Algorithms Reference Guide
SuperML Java provides a comprehensive collection of machine learning algorithms, each implemented with production-ready features and scikit-learn compatible APIs. This guide provides detailed information about all available algorithms, their capabilities, and usage examples.

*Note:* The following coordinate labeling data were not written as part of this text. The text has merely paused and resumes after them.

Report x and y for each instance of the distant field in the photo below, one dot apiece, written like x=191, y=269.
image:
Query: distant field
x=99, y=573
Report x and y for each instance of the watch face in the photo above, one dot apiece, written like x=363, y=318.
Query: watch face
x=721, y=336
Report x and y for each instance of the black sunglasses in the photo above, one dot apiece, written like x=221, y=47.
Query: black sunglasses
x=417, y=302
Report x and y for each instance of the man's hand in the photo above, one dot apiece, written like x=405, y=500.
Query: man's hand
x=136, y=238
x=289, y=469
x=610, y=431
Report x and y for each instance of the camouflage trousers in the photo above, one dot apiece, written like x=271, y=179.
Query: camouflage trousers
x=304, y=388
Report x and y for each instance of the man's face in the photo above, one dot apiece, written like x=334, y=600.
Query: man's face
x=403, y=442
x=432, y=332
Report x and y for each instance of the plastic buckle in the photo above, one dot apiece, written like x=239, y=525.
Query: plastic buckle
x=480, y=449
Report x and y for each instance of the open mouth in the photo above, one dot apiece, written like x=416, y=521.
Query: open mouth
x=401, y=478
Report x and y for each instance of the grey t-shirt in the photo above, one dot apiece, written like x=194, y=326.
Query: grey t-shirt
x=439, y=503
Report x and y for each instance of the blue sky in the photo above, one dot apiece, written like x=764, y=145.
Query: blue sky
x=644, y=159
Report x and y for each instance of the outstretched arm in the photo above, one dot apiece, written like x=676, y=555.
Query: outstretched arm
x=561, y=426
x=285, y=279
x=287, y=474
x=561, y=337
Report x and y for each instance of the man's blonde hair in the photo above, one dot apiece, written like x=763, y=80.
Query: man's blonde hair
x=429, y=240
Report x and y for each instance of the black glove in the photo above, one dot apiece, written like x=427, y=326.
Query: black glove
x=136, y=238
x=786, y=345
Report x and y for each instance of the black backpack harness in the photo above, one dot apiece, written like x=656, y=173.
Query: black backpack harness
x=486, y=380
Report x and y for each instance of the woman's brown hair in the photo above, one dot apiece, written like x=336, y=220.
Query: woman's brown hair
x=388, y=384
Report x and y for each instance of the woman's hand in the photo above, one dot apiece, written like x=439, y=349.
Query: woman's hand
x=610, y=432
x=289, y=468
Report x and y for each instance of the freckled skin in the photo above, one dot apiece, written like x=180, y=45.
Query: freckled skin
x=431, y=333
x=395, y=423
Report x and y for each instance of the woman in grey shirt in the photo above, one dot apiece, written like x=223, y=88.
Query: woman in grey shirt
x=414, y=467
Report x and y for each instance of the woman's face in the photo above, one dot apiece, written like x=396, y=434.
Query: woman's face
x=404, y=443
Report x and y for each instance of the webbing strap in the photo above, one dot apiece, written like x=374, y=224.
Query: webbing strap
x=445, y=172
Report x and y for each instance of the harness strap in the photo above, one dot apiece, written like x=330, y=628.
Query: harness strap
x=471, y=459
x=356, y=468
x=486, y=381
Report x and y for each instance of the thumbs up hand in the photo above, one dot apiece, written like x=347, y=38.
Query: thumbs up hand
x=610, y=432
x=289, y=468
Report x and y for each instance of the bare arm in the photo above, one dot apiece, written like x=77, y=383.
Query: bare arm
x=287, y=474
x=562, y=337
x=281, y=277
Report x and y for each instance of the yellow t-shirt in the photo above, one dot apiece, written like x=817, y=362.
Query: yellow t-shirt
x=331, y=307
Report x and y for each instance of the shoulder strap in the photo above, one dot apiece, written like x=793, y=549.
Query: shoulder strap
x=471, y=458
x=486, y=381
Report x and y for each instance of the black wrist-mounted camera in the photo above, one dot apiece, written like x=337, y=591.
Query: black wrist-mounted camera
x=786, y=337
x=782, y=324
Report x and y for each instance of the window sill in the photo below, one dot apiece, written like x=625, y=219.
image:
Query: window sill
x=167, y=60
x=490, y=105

📊 Algorithm Categories Overview
Category | Algorithms | Use Cases |
---|---|---|
Linear Models | 6 algorithms | Classification, Regression, Feature Selection |
Tree-Based | 3 algorithms | Non-linear patterns, Feature importance, Ensemble learning |
Clustering | 1 algorithm | Unsupervised grouping, Customer segmentation |
Meta-Classifiers | 1 algorithm | Multiclass conversion, Algorithm composition |
Preprocessing | 1 transformer | Feature scaling, Data normalization |
🔢 Linear Models
LogisticRegression
Purpose: Binary and multiclass classification with probabilistic outputs
Key Features:
- Automatic multiclass handling (One-vs-Rest and Softmax strategies)

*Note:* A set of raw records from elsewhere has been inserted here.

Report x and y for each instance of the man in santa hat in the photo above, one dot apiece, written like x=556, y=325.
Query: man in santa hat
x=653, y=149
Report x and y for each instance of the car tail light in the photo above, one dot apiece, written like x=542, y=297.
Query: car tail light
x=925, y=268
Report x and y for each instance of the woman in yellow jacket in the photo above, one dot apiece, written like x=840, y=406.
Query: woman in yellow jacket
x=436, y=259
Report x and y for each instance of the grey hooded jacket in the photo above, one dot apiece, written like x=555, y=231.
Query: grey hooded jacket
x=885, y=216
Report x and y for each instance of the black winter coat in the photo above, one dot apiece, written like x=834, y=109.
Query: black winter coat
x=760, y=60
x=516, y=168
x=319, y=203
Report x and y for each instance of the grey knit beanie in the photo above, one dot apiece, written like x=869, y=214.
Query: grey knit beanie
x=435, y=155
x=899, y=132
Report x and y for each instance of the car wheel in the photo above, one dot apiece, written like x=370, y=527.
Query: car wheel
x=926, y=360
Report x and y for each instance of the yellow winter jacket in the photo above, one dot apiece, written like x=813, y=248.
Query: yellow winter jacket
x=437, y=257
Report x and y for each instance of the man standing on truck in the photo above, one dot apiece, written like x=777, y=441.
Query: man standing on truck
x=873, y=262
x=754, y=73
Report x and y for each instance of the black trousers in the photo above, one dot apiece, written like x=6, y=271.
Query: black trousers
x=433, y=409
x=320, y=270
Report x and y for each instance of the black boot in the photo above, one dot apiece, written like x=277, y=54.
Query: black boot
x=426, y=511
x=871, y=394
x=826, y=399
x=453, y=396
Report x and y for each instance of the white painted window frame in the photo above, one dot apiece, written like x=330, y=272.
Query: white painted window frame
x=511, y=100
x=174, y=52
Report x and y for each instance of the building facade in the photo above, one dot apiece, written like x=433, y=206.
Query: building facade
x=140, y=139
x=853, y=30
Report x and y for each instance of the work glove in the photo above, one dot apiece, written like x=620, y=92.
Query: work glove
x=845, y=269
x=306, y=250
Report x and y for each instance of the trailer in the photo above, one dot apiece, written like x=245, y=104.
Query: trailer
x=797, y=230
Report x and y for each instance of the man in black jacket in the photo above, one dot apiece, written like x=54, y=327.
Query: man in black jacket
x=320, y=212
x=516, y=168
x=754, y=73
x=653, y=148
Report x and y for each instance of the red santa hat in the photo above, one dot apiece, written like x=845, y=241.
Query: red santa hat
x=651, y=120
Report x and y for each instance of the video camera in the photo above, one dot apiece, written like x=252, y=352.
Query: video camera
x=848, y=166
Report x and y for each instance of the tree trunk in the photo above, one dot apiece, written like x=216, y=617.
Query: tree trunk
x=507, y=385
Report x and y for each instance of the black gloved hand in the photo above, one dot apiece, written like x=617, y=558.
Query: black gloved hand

- L1/L2 regularization support
- Gradient descent optimization with convergence monitoring
- Probability prediction capabilities
- Configurable learning rate and iterations
Parameters:
LogisticRegression lr = new LogisticRegression()

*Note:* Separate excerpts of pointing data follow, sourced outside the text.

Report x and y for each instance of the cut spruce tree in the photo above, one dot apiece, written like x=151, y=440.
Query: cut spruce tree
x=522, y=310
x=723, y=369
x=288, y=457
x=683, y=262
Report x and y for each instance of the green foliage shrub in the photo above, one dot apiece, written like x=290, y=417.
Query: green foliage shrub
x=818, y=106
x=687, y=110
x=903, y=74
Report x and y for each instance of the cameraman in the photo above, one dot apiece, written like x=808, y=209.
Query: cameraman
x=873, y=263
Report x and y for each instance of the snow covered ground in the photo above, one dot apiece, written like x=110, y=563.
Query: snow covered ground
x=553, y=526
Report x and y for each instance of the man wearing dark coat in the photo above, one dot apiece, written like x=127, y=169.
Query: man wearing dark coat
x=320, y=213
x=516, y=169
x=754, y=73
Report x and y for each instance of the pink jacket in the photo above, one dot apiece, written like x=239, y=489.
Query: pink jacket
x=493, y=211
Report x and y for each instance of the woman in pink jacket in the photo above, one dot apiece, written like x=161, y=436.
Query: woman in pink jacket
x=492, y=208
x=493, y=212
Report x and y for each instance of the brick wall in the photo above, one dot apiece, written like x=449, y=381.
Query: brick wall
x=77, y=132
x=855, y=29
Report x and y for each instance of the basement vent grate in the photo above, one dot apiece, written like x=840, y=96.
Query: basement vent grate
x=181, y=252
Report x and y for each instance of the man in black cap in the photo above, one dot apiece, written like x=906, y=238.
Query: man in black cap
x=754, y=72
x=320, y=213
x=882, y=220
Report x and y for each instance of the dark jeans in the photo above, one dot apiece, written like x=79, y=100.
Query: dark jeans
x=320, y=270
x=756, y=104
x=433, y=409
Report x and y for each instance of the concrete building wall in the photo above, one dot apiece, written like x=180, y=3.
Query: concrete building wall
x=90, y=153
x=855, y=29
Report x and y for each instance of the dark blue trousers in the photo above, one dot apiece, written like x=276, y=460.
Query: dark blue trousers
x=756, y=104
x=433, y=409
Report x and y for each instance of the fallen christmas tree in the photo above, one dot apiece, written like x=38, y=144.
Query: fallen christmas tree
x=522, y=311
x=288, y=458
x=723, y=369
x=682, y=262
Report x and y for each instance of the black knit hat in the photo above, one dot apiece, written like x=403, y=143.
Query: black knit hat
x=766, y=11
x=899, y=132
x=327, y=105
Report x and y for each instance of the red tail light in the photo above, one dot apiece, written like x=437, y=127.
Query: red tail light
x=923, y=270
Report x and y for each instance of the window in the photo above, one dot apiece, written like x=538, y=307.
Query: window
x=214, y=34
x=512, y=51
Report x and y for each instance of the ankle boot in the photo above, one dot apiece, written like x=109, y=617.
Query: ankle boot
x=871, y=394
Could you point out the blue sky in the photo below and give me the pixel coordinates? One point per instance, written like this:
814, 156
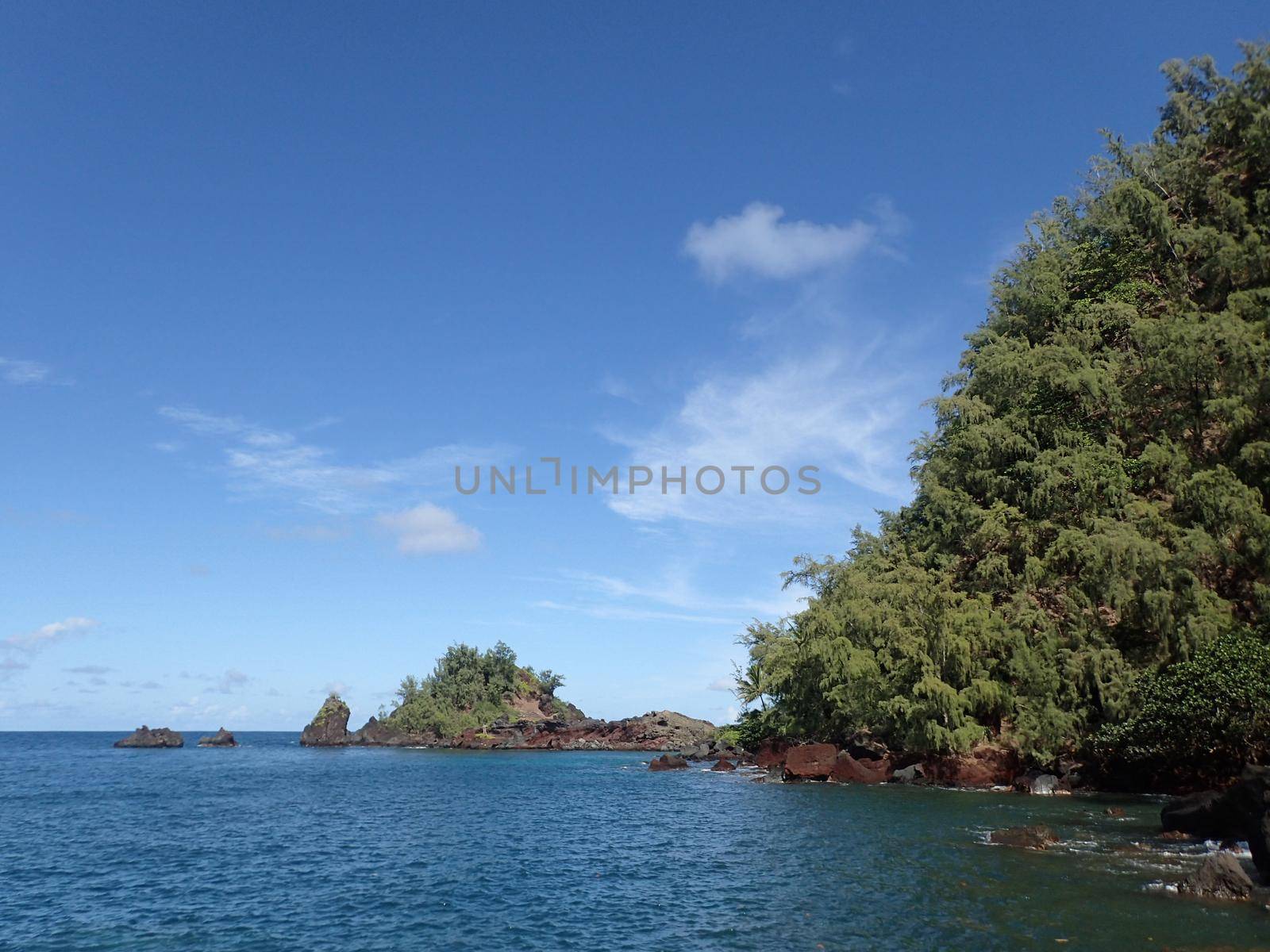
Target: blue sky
271, 271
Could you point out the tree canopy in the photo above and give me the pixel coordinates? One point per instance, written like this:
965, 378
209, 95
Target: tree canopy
1092, 501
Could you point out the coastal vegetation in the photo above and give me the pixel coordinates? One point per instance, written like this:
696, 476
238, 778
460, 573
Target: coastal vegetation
1085, 565
470, 689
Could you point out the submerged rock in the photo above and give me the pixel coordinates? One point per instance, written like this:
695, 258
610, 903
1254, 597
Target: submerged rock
667, 762
329, 727
1024, 837
158, 738
221, 739
1219, 876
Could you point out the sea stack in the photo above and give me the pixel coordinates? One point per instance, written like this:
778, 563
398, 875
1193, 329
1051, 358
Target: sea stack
221, 739
329, 727
158, 738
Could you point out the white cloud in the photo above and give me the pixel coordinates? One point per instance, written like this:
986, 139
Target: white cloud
50, 634
829, 410
759, 241
632, 615
262, 461
25, 372
671, 598
232, 679
429, 530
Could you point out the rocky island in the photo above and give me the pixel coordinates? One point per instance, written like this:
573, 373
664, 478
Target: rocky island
146, 738
486, 701
221, 739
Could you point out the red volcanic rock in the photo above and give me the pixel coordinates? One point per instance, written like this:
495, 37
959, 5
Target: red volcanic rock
667, 763
810, 761
772, 753
848, 770
987, 766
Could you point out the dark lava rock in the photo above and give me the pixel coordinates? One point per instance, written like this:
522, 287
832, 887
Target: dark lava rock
810, 761
158, 738
1240, 812
329, 727
221, 739
1038, 784
1024, 837
666, 762
1219, 876
864, 746
914, 774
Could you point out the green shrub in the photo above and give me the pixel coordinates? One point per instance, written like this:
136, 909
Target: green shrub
1198, 720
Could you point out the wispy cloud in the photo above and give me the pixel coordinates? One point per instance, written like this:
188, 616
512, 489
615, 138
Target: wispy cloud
264, 461
672, 597
759, 241
821, 410
50, 634
25, 372
429, 530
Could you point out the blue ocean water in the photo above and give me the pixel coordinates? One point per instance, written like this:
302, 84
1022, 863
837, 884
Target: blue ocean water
272, 846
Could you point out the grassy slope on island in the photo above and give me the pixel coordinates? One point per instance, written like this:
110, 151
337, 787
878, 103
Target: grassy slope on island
471, 689
1092, 503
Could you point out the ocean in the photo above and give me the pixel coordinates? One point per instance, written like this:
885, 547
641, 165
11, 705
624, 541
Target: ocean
272, 846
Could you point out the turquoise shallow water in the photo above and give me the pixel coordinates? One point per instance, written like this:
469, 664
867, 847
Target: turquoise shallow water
277, 847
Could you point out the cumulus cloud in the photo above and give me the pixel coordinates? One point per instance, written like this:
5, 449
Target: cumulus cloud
50, 634
230, 681
760, 241
429, 530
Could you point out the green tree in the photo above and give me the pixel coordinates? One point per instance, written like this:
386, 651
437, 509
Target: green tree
1092, 501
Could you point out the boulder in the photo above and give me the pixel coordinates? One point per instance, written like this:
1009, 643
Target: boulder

.setMaxIter(1000) // Maximum iterations
.setTol(1e-6) // Convergence tolerance
.setLearningRate(0.01) // Learning rate
.setRegularization("l2") // Regularization type
.setRegularizationStrength(1.0); // Regularization strength
Best Use Cases:
- Binary classification problems
- Multiclass classification with moderate number of classes
- When probability estimates are needed
- Baseline classification model
LinearRegression
Purpose: Ordinary least squares regression for continuous target prediction
Key Features:
- Closed-form solution using normal equation
- No hyperparameters to tune
- Fast training and prediction
- R² score evaluation
Parameters:
LinearRegression lr = new LinearRegression()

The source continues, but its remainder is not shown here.